SpeechLM2#

Note

The SpeechLM2 collection is still in active development and the code is likely to keep changing.

Note

Install with pip install nemo-toolkit[speechlm2] to get all required dependencies including NeMo Automodel.

SpeechLM2 refers to a collection that augments pre-trained Large Language Models (LLMs) with speech understanding and generation capabilities.

This collection is designed to be compact, efficient, and to support easy swapping of different LLMs backed by HuggingFace AutoModel or NeMo Automodel. It has a first-class support for using dynamic batch sizes via Lhotse and various model parallelism techniques (e.g., FSDP2, Tensor Parallel, Sequence Parallel) via PyTorch DTensor API.

We currently support six main model types:

SALM (Speech-Augmented Language Model) - a simple but effective approach to augmenting pre-trained LLMs with speech understanding capabilities. Available in two variants:
- SALM — uses HuggingFace Transformers for the LLM backbone with optional HF PEFT LoRA.
- SALMAutomodel — uses NeMo Automodel for the LLM backbone with native LoRA, advanced parallelism (FSDP2, TP, SP, EP via AutomodelParallelStrategy), and MoE optimizations (Grouped GEMM, DeepEP) for efficient training with models like NVIDIA Nemotron Nano V3.
DuplexS2SModel - a full-duplex speech-to-speech model with an ASR encoder, directly predicting discrete audio codes.
DuplexS2SSpeechDecoderModel - a variant of DuplexS2SModel with a separate transformer decoder for speech generation.
DuplexEARTTS - a ready-to-use duplex text-to-speech model that supports user interruption via a special text interruption token.
DuplexSTTModel - a decoder model to generate agent text in duplex, in response to both user speech and text inputs.
NemotronVoiceChat - an inference-only pipeline that seamlessly merges DuplexSTTModel and DuplexEARTTS to deliver an end-to-end, full-duplex conversational agent with high-fidelity speech generation.

Using Pretrained Models#

After installing NeMo, you can load and use a pretrained speechlm2 model as follows:

import nemo.collections.speechlm2 as slm

# Load a pretrained SALM model
model = slm.models.SALM.from_pretrained("model_name_or_path")
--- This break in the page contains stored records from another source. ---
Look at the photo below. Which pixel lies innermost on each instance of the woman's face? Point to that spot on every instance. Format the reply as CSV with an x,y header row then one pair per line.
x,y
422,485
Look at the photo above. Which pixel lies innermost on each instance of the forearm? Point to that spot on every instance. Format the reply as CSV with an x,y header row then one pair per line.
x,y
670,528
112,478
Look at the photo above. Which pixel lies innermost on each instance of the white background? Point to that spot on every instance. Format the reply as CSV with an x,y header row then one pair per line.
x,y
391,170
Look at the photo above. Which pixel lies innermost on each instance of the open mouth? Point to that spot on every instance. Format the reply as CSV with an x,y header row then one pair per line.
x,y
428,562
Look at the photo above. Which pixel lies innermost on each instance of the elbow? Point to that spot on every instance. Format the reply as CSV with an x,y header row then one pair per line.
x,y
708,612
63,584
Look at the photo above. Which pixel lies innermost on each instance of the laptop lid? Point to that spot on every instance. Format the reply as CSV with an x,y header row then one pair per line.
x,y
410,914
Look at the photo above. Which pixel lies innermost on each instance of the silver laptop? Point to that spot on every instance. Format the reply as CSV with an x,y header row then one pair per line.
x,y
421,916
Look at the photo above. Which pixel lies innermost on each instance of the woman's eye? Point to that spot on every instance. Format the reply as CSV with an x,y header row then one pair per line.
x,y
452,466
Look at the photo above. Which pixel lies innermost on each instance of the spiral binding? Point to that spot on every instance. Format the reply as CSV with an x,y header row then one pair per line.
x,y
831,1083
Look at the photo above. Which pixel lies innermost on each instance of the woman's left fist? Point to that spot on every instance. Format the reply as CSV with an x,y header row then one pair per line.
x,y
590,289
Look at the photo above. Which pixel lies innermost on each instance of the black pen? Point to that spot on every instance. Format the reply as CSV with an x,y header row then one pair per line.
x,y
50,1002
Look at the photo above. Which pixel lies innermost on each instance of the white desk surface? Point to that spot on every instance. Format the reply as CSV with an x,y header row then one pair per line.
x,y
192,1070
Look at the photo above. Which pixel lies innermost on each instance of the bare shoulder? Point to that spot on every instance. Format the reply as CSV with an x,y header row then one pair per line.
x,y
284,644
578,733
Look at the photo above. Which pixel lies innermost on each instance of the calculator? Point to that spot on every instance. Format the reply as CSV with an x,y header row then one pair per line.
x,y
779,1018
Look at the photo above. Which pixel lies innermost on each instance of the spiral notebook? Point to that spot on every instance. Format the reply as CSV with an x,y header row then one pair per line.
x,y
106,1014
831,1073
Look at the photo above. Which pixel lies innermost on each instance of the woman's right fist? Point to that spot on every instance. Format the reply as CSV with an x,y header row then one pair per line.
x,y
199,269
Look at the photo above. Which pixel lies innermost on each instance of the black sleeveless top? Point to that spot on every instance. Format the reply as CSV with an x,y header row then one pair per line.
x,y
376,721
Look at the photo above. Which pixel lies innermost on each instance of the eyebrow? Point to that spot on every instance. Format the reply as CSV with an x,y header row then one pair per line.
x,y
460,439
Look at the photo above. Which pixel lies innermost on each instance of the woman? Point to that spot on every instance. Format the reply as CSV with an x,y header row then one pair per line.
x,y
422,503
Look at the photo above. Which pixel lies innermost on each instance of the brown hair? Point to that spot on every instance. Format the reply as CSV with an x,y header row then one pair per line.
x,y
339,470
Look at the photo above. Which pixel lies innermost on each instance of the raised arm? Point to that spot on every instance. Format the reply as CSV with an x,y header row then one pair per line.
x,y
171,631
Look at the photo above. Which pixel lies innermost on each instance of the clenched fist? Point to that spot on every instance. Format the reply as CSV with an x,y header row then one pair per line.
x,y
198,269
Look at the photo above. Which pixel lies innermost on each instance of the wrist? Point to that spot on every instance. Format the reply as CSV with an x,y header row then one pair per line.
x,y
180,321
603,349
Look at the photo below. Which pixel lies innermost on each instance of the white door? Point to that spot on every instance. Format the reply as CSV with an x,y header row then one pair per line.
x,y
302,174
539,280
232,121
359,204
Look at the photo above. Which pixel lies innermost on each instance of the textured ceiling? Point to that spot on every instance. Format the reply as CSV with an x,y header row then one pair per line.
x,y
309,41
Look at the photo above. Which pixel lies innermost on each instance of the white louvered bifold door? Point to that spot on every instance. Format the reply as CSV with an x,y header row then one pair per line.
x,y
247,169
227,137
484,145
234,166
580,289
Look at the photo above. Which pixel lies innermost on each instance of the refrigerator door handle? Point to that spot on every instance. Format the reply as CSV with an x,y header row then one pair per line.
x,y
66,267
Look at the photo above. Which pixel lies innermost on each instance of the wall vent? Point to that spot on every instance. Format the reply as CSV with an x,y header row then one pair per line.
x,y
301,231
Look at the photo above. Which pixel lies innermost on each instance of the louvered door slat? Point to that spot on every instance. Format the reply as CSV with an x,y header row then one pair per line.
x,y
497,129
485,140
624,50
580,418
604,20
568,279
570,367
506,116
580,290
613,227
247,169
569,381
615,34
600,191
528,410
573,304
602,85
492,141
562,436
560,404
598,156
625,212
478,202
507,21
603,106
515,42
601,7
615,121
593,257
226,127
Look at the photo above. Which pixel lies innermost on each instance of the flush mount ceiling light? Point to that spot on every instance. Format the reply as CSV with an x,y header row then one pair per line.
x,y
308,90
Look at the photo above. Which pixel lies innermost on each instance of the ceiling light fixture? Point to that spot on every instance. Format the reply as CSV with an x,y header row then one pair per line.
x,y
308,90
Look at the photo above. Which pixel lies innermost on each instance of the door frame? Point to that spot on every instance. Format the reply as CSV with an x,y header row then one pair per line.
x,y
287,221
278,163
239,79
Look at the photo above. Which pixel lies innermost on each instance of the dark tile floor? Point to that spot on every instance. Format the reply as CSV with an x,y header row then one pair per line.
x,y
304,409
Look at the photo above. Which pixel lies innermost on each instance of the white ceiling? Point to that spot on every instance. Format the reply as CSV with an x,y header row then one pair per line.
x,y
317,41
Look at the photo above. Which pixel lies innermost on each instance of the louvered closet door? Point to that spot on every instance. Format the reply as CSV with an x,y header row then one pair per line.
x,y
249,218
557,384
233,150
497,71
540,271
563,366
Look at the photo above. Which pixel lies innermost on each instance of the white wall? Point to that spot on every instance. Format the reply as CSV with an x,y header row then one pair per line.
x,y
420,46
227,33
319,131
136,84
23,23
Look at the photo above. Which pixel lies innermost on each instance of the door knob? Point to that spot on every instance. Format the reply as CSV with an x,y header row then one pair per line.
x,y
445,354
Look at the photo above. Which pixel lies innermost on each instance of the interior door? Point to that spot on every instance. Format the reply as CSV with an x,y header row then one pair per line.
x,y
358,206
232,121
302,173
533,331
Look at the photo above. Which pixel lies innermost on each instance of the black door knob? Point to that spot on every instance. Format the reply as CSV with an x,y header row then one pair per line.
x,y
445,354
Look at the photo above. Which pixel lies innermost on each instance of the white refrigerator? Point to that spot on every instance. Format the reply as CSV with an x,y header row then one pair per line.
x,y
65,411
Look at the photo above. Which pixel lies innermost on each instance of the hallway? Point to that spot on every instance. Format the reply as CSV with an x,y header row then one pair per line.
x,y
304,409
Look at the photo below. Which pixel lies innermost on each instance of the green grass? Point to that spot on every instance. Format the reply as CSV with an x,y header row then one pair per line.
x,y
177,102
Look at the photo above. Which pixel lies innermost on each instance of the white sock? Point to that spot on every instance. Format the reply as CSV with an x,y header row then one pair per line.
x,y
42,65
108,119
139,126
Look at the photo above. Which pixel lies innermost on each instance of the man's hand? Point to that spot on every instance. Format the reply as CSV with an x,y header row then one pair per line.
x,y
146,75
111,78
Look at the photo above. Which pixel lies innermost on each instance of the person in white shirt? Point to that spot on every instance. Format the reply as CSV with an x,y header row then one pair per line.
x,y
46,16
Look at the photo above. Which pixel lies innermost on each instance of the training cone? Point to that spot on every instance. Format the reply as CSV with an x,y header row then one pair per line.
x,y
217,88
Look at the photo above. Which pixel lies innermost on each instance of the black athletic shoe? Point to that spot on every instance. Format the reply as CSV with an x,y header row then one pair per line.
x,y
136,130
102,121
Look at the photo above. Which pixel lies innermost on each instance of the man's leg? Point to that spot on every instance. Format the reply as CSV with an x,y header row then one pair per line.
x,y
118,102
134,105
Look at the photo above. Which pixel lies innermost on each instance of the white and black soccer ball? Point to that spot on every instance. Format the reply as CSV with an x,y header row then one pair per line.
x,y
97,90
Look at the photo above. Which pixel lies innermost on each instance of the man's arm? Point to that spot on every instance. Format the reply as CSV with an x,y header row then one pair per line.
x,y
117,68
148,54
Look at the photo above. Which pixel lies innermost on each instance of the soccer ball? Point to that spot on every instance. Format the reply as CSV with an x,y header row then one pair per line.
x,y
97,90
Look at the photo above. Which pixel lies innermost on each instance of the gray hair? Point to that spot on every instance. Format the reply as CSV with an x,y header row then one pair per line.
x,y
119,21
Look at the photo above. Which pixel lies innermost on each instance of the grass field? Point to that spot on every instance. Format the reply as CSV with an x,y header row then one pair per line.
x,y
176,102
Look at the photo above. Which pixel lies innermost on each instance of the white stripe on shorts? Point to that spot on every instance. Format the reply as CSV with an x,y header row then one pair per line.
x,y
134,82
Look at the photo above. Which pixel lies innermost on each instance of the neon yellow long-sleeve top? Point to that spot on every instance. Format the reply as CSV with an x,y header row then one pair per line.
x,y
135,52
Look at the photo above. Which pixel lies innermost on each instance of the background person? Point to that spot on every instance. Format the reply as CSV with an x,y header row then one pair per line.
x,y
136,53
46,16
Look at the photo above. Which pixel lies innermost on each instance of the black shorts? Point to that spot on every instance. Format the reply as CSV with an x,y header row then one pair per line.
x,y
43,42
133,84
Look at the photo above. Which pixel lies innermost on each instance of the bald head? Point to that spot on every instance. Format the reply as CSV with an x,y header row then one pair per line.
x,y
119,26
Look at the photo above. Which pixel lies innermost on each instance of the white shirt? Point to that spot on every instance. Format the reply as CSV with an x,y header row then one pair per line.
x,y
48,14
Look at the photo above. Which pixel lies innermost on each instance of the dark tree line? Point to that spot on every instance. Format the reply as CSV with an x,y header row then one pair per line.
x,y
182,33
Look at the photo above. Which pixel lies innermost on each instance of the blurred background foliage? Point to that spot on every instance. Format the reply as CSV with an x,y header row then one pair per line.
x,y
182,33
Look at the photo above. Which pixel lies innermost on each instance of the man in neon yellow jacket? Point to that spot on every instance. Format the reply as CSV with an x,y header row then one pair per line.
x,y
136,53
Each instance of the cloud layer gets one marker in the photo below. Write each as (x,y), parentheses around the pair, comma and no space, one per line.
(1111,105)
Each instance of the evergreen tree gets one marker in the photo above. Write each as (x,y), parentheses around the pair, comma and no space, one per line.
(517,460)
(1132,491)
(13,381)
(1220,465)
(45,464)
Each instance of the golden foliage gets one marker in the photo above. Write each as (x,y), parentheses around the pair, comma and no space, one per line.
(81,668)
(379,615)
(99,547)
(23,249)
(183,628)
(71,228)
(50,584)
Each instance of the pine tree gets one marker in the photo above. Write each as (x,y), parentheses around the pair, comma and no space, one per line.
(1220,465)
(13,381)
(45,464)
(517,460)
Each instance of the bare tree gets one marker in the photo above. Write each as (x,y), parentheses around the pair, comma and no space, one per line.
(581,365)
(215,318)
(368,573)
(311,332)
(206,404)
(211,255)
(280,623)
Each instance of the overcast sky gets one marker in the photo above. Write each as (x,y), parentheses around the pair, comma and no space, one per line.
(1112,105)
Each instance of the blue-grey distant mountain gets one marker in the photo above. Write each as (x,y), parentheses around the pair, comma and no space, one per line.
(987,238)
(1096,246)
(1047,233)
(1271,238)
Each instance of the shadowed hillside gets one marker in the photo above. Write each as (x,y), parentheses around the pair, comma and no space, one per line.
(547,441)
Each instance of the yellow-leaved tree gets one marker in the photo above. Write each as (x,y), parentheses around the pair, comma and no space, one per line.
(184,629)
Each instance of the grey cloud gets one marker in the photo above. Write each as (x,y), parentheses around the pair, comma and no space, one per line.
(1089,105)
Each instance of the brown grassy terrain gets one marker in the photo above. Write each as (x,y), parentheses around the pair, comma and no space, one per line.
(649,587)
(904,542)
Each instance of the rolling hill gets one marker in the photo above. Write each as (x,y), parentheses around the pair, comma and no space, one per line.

# Set model to evaluation mode
model = model.eval()

Inference with Pretrained Models#

SALM#

You can run inference using the loaded pretrained SALM model:

import torch
import soundfile as sf
from nemo.collections.audio.parts.utils.transforms import resample
import nemo.collections.speechlm2 as slm

model = slm.models.SALM.from_pretrained("path/to/pretrained_checkpoint").eval()

# Load audio file
audio_path = "path/to/audio.wav"
audio_signal, sample_rate = sf.read(audio_path)
audio_signal = torch.tensor(audio_signal).unsqueeze(0)

# Resample if needed
if sample_rate != 16000:  # Most models expect 16kHz audio
    audio_signal = resample(audio_signal, sample_rate, 16000)
    sample_rate = 16000

# Prepare audio for model
audio_signal = audio_signal.to(model.device)
audio_len = torch.tensor([audio_signal.shape[1]], device=model.device)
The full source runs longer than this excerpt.